In hybrid ad hoc network gateway can act as the communicating agent between MANET and public internet. For MANET nodes wishes to communicate with wired node in outside domain, it needs global internet connectivity through base-station nodes. Any MANET node may act as gateways but in order to ensuring the reliability and throughput of the network usually follows some well-defined criteria’s. Consider any hybrid ad-hoc domain there may one or more gateways are provisioned. In this paper, we examine performance of AODV+, R-AODV and R-AODV[m]. The reason we considering these protocols are they may support gateway mode in hybrid ad-hoc network. Fig 8 shows a simple hybrid ad-hoc network scenario. Here, we extend wireless simple wireless topology to create a mixed scenario consisting of wired and wireless nodes.

Fig 8. Hybrid Network

A. AODV+

In AODV+, a gateway module is added to work in hybrid environment. The nodes in this scenario can be connected each other and with nodes in infrastructure network through specialized base-station nodes.

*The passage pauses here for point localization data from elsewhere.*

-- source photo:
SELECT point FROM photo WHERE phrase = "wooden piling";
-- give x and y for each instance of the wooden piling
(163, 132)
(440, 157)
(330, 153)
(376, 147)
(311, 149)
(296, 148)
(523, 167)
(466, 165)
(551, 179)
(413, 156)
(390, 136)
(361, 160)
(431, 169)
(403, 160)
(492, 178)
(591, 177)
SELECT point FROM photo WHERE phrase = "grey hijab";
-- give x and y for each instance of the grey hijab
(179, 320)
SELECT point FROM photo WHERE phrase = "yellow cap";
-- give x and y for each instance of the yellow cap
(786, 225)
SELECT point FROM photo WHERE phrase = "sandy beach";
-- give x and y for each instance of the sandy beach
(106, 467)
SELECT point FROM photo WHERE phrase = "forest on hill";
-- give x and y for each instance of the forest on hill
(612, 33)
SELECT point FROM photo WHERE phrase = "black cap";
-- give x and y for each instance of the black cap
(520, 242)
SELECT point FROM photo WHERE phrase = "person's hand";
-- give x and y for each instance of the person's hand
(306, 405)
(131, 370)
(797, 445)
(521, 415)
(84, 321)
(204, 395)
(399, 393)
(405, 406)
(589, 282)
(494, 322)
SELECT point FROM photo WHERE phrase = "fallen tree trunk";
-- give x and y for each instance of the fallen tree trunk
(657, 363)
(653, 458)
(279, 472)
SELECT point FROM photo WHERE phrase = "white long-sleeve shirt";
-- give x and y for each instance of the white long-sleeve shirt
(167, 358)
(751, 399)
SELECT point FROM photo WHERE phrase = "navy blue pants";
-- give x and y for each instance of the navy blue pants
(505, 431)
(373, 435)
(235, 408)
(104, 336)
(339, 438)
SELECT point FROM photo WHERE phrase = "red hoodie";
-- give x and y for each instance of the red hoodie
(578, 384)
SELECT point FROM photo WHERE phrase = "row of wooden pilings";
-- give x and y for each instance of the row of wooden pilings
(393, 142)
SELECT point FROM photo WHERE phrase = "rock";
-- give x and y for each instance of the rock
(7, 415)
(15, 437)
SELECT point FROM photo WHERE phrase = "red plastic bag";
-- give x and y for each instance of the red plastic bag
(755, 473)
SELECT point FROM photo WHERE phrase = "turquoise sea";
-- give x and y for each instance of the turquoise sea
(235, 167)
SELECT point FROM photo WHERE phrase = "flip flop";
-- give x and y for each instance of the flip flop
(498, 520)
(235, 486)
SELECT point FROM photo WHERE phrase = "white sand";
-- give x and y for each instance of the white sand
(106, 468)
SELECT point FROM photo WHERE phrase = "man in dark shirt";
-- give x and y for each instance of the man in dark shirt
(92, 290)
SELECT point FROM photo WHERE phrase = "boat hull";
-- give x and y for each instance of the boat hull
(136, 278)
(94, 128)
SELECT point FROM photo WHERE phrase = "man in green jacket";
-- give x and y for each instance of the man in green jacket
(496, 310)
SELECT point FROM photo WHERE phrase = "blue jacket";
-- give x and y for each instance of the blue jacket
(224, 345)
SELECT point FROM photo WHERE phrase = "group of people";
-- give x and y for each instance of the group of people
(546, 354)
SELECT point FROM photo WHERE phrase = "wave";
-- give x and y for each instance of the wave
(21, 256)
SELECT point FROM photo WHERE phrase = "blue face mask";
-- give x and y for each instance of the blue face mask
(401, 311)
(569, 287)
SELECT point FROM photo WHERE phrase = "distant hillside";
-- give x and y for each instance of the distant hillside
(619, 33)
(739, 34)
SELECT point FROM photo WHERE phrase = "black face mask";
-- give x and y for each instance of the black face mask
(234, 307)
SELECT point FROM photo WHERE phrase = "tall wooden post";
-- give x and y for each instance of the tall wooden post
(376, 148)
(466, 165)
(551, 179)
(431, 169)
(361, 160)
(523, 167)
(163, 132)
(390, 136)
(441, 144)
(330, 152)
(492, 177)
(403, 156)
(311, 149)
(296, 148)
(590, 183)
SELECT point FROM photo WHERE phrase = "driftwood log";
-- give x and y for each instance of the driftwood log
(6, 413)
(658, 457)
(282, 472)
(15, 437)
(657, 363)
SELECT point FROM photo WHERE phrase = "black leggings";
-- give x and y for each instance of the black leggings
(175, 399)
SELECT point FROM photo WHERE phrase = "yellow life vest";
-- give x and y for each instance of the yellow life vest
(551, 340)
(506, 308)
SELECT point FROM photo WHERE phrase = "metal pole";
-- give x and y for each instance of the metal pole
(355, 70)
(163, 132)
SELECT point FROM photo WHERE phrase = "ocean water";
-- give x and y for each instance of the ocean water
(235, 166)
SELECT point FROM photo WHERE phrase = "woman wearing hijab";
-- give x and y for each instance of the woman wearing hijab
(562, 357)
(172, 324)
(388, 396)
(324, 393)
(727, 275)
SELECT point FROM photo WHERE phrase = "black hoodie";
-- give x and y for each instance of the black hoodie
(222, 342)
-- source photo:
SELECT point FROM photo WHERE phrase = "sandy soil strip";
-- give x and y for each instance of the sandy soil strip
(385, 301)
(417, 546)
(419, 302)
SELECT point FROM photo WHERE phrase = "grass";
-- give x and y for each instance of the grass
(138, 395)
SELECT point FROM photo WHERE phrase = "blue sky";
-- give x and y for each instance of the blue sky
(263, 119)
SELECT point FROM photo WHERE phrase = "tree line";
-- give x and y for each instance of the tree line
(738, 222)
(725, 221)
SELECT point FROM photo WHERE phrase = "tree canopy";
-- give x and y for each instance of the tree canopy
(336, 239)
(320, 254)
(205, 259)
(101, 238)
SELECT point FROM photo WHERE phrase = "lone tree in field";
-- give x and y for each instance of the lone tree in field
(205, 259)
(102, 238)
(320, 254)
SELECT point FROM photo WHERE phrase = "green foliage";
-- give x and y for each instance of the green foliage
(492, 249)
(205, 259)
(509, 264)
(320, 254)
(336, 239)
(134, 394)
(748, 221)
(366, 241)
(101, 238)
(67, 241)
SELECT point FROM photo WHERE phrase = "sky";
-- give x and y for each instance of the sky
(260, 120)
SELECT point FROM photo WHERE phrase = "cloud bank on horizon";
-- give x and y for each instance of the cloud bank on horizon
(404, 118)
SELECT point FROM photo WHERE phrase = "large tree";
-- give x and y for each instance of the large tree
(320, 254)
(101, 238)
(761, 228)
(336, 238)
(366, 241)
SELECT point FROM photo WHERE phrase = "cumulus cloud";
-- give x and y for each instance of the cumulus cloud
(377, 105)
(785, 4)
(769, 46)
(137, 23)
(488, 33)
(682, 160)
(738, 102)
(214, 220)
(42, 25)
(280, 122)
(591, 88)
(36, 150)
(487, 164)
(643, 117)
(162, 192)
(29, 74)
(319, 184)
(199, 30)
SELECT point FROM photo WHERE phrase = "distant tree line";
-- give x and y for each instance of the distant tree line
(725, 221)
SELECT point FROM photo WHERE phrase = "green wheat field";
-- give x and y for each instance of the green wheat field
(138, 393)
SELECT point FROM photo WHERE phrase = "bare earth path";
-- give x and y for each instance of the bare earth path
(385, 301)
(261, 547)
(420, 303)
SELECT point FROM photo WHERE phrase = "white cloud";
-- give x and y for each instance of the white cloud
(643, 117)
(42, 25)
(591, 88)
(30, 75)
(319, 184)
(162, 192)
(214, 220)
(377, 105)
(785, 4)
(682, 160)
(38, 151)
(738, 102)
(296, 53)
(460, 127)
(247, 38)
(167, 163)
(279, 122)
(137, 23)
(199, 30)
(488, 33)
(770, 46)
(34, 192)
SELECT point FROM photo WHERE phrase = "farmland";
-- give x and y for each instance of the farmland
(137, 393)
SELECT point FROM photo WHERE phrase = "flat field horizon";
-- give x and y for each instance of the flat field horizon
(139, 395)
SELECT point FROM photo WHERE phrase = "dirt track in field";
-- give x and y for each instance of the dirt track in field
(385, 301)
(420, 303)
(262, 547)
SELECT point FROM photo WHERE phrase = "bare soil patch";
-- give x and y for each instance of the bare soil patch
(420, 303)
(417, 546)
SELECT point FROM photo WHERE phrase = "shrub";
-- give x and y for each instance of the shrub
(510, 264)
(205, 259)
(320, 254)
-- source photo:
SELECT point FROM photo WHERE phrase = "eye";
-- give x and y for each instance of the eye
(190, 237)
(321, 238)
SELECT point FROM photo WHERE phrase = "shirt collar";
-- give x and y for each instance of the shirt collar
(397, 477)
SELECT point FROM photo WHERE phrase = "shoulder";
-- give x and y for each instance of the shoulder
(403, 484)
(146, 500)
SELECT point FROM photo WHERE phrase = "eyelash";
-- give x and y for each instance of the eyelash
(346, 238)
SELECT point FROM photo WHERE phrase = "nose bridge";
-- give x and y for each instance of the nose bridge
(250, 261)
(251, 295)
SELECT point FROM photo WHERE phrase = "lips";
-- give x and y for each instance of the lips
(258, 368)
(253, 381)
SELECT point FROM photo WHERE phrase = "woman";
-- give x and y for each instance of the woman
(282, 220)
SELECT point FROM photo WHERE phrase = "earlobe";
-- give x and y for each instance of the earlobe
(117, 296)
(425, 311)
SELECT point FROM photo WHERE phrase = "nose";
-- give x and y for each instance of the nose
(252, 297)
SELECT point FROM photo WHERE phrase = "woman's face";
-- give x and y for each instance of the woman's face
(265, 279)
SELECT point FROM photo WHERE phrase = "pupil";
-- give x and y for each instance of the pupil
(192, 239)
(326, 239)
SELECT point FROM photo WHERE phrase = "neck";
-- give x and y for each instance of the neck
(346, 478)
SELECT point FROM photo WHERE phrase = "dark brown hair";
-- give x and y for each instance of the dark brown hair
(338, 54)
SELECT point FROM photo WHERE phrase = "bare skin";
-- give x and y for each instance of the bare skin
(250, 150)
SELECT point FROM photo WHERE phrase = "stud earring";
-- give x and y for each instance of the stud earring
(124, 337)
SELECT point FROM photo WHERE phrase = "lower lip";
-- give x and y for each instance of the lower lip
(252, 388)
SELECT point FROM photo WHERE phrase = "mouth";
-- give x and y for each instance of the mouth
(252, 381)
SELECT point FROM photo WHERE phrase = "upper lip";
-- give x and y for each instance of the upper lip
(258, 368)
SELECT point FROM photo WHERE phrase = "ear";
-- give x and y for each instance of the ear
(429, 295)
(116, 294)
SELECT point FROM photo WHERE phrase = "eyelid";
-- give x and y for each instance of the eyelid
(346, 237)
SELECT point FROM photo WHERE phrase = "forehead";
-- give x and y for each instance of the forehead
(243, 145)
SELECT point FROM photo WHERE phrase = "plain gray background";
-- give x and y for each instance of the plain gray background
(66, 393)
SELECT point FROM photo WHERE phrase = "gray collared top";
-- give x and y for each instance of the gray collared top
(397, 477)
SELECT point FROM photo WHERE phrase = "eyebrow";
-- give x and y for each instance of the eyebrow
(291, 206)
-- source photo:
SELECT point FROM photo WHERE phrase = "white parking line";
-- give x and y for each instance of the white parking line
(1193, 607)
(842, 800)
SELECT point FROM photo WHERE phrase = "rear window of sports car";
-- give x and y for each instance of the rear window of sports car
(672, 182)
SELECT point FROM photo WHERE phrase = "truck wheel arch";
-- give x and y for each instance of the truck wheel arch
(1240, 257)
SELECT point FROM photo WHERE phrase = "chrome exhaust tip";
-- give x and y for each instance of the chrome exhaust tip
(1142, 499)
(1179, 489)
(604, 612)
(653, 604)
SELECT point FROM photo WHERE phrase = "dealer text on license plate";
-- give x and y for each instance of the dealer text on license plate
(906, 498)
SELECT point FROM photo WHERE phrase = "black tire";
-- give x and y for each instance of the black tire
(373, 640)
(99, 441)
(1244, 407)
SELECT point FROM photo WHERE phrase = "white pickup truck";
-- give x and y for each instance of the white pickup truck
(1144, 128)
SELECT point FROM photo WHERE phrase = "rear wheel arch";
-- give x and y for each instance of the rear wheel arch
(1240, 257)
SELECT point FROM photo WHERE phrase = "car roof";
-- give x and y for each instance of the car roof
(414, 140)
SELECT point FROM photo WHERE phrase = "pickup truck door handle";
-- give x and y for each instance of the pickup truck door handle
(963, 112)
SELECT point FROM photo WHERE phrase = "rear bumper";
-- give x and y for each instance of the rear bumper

Gateway Operation: When a gateway receive valid RREQ message. These protocol checks, if there may other valid route in its local cache. If the address is not found, the gateway immediately sends a RREP message with an I flag [RREP-I] back to the initiator of RREQ. Suppose the gateway found a valid route it forward the RREP message normal in addition of it optionally send a RREP-I back to initiator of RREQ. This mechanism will generate a default route for increasing reliability. Gateway keeps this route limited period of time; this may help mobile nodes for future internet access. There are three methods to discover gateway node in the network. In reactive method, mobile node initiates the gateway selection procedure. In proactive method, gateway discovery procedure is automatically executed by already existing gateway in periodic manner. There is another method named hybrid approach, it’s a combination of above two.

B. R-AODV

The extended AODV called Reverse-AODV [R-AODV]. In on-demand routing protocol losing a RREP of AODV protocol make series impact on entire routing procedure. RREP loss leads to source needs to reinitiate the route discovery process which cause increase the traffic congestion, leads to more power consumption, reduce throughput and increase end-to- end delay. The main aim of R-AODV is to avoid RREP loss and improve the performance of AODV. R-AODV follows the same procedure for route discovery. But route reply it use special manner. We call route replay message Reverse-request [R-RREQ]. R-AODV protocol can reply from destination to source if there is at least one path to source node. In this manner, R-AODV prevents a large number of retransmissions of route request messages, and hence diminishes the congestion in the network. Moreover, R-AODV will improve the routing performance such as packet delivery ratio and end- to-end delay.